Notaeksa
Ceramic and photography, 2023
This work was commissioned and produced as part of a residency at Askeaton Contemporary located in the rural village of Askeaton in County Limerick, South West of Ireland. Here, I processed wild clay to replicate bricks found in the construction walls of a local Hellfire Club – a 17th century gentleman’s club where wealthy aristocratic men came together to hunt, drink, gamble and share stories. I was told that some of the bricks in the construction walls contained the hove prints of an animal, once imprinted when the wet bricks were left out to dry. I harvested the clay from the banks of Shannon estuary located close by to think about how the material holds traces of time trapped, where dead and living creatures are found, and are often preserved by it.

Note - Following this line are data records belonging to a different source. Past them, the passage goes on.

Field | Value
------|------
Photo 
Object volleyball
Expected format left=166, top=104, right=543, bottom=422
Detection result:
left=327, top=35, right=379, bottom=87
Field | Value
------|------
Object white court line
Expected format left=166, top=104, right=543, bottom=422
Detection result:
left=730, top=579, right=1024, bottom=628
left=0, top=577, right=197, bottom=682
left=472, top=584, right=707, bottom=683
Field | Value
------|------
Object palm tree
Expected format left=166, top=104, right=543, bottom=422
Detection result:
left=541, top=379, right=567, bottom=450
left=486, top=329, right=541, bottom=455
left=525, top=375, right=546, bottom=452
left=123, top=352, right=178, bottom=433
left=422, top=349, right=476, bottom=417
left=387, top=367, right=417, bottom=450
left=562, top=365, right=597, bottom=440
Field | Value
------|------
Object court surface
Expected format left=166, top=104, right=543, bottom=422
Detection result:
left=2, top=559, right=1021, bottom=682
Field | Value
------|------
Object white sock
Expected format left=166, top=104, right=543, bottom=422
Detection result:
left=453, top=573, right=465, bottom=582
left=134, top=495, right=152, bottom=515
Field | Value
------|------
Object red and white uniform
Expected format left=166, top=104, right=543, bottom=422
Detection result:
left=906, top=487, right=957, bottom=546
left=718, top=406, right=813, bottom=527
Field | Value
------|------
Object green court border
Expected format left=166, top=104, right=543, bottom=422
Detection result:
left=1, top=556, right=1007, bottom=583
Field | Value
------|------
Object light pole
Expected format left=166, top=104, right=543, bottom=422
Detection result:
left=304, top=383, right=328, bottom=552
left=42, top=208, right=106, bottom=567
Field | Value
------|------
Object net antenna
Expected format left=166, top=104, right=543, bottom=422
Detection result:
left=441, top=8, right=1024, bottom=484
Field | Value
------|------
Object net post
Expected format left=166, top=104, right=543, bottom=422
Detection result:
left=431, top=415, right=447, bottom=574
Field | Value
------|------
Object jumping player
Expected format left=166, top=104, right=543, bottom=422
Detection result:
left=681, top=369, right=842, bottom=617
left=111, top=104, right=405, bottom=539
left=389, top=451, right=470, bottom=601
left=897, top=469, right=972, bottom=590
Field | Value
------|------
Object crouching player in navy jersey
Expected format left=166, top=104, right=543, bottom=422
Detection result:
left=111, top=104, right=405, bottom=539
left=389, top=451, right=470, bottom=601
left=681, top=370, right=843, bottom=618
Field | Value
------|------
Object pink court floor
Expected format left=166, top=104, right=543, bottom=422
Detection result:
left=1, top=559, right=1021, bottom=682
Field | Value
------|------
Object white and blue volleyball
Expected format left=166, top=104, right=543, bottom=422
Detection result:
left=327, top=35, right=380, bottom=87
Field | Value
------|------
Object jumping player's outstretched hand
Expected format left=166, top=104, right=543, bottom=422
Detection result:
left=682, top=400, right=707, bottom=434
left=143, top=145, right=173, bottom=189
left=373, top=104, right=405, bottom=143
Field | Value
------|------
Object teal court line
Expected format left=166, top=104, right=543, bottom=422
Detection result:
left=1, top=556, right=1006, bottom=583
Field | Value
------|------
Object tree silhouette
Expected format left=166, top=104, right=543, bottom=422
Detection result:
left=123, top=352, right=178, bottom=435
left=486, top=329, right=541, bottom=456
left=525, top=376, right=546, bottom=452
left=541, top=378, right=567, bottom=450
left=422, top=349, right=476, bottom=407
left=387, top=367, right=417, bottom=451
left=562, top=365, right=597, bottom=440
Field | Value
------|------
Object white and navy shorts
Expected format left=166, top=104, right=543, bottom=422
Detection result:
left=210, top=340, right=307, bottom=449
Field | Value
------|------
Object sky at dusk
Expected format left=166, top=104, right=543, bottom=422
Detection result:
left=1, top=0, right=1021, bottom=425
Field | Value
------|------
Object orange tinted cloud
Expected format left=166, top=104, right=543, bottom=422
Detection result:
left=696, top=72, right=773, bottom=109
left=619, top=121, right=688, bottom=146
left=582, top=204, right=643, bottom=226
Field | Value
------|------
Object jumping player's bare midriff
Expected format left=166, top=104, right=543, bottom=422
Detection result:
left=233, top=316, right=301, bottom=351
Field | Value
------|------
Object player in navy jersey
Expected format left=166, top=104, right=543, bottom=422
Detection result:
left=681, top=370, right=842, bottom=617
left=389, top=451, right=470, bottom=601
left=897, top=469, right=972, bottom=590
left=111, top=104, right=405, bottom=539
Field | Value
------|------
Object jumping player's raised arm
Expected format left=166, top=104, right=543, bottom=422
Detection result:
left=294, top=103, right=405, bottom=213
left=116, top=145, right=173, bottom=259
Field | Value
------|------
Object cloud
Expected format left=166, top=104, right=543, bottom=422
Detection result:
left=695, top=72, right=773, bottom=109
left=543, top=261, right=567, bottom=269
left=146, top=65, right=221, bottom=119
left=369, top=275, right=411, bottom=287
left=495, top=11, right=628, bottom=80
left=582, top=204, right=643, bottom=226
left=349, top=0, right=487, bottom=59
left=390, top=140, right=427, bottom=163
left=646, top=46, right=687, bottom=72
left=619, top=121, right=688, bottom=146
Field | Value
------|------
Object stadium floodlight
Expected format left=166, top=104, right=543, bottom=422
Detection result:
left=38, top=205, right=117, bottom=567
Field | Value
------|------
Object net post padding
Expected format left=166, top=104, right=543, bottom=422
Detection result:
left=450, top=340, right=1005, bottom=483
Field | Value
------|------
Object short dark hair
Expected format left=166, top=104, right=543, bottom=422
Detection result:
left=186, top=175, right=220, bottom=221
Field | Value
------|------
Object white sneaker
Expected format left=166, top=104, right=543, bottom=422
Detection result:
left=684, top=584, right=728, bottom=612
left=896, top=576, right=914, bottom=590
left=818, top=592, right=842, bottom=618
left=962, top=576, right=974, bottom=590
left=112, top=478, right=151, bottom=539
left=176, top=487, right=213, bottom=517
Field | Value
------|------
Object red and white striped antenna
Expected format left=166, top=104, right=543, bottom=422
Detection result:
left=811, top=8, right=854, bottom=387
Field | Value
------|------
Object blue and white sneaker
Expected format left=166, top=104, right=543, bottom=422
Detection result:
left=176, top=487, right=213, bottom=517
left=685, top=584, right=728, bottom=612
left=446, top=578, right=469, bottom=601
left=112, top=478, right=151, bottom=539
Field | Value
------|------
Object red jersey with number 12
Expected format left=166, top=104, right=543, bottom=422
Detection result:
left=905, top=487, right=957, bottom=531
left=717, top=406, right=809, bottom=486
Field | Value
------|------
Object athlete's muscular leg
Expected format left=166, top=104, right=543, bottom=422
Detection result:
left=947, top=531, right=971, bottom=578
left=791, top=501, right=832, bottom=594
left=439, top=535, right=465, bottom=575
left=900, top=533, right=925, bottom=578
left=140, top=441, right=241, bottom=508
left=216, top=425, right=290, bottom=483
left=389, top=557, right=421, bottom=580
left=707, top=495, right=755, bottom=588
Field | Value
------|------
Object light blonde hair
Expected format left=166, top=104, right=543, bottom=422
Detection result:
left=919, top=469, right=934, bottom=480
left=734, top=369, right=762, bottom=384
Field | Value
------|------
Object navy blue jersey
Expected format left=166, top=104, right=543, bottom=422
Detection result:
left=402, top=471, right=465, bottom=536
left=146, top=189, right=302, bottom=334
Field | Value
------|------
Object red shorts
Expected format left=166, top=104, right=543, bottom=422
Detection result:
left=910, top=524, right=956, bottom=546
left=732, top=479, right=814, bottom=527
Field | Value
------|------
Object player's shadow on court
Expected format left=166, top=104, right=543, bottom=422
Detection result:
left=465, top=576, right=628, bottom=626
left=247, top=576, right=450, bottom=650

One of the many ghost stories told to me as a child emerged from the only other Hellfire club in the Dublin mountains; when club members were playing cards and a card drops on the floor and another member retrieves it only to notice that the members feet were of a deer, later revealing he was the devil in disguise. Different variations of the story unfold, sometimes the hove’s of a cow, other times a goat, other times a ram. These reproduced bricks, which hold the imprints of a local goat, comments to the entangled paths or traces between human and animal and the myths and stories that merge from both. The title NOTAEKSA the name of ASKEATON in reverse is imprinted on each brick. The work was exhibited in the village local hardware store.